THE MYSTERY CREW TO BE UNVEILED. Will Muschamp will allegedly have most of his staff assembled by Tuesday, at which point the rites of passage to enter the blood cult of the TEMPLE OF BOOM will begin. Ripping the beating heart out of a man's chest isn't normal, but on Muschamp Football it is. A few positions could take a while to shake out, however, a tip likely indicating assistants currently engaged in BCS games. The recruiters should be in plac by then, as Tuesday marks the end of the holiday no-contact period, and mmm it's cold let's cuddle, recruits.
DON'T ASK HARBAUGH CAUSE HE AIN'T SAID SHIT. The concatenation of coaching departures and arrivals could get very, very hectic if Rich Rodriguez is fired at Michigan, but Jim Harbaugh ain't saying shit about anything but Stanford. The closer it gets to January 1st, the more it just feels like Rich Rodriguez is getting shitcanned, thus throwing the college football labor market into another round of do-si-do and promenades. Did you get tired of "Why don't we hire Jon Gruden?" TOO BAD INTERNET. Harbaugh isn't the only answer, but he's certainly not second on anyone's list.
RIP, INTERESTING OFFENSE. Tommy Tuberville's slow purge of the Air Raid continues. This process is all leading to Tommy Tuberville's ultimate goal of winning a game 2-0. It may take twenty years, but he's got nothing but time out in Lubbock.
LIKE MOST INTERNET CAMPAIGNS, THIS ONE DIDN'T WORK EITHER. If you're going to post on Facebook at halftime, at least do it in a manner that doesn't seem laughable given the results of the game. (NC State fans clicking "likes this" afterwards, though? Excellent form.)

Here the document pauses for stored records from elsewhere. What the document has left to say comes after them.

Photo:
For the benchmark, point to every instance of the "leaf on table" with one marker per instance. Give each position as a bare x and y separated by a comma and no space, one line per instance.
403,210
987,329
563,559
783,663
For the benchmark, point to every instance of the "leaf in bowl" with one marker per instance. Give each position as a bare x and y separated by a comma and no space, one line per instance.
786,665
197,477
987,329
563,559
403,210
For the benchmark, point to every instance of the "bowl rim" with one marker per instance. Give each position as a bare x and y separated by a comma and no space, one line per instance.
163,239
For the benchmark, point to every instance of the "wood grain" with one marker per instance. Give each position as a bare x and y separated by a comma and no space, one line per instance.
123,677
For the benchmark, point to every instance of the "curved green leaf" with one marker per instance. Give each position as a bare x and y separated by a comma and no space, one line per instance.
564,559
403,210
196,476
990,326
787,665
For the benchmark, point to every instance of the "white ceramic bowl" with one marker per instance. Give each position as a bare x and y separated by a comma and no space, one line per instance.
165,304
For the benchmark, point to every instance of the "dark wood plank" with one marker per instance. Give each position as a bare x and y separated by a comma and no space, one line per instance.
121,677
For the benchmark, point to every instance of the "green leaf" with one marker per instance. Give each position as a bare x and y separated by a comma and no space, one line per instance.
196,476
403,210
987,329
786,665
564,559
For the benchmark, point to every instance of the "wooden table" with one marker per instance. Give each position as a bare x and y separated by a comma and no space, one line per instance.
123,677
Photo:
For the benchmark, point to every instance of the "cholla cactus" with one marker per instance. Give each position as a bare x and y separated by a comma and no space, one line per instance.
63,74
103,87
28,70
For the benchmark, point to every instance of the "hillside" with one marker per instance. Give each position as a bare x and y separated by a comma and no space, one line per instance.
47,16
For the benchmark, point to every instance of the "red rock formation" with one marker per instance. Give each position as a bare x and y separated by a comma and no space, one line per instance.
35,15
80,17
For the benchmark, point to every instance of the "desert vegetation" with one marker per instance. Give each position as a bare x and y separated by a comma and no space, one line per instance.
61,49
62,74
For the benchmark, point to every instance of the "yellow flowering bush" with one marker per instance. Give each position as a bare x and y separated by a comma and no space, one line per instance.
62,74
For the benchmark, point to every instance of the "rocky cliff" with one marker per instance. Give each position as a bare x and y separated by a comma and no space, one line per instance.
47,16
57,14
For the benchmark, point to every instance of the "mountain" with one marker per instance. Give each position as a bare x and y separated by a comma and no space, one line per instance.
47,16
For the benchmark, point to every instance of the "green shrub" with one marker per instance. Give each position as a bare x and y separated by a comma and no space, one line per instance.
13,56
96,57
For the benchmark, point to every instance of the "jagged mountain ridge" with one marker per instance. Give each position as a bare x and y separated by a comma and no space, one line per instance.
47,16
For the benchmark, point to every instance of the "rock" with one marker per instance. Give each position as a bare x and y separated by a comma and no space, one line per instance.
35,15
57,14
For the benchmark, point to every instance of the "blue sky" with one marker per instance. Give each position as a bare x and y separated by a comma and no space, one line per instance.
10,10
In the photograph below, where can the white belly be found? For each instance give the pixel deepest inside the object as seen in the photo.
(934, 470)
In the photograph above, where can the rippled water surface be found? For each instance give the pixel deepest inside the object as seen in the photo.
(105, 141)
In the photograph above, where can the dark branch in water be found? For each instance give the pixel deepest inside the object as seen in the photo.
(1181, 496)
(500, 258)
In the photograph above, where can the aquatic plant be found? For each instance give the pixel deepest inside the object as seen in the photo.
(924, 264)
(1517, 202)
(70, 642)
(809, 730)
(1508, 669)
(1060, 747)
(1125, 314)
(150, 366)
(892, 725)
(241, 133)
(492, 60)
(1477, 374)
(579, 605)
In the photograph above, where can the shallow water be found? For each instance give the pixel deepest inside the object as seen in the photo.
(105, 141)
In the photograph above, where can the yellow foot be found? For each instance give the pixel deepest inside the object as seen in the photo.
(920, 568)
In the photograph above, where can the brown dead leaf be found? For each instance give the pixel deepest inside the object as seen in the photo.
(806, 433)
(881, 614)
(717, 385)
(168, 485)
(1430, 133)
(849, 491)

BUCKS SAVING BUCKS SAVING BUCKS HHAHAHA GET IT-- Ohio State is daring to fly coach in order to make bowl-going a more profitable venture for the school. Delany approves, even if you could be just taking the noble Greyhound to games and save even more money for yourselves while meeting some of the most interesting fine Americans you'll ever run into (on a bus) (fresh from prison.) #TheBigTenIsCheap #DelanyfliesAirTranOffPeakOnly
GENE CHIZIK HAS LEATHER JACKET FEVER. Don't blame Florida, y'all. If Tim Gunn can wear an ill-advised leather jacket, it's a mistake without geographic blame, even in Chizik's case.
HURR FUTBAL IS 4 TEH DUMBZ. Yup. A sport of the illiterate and violent.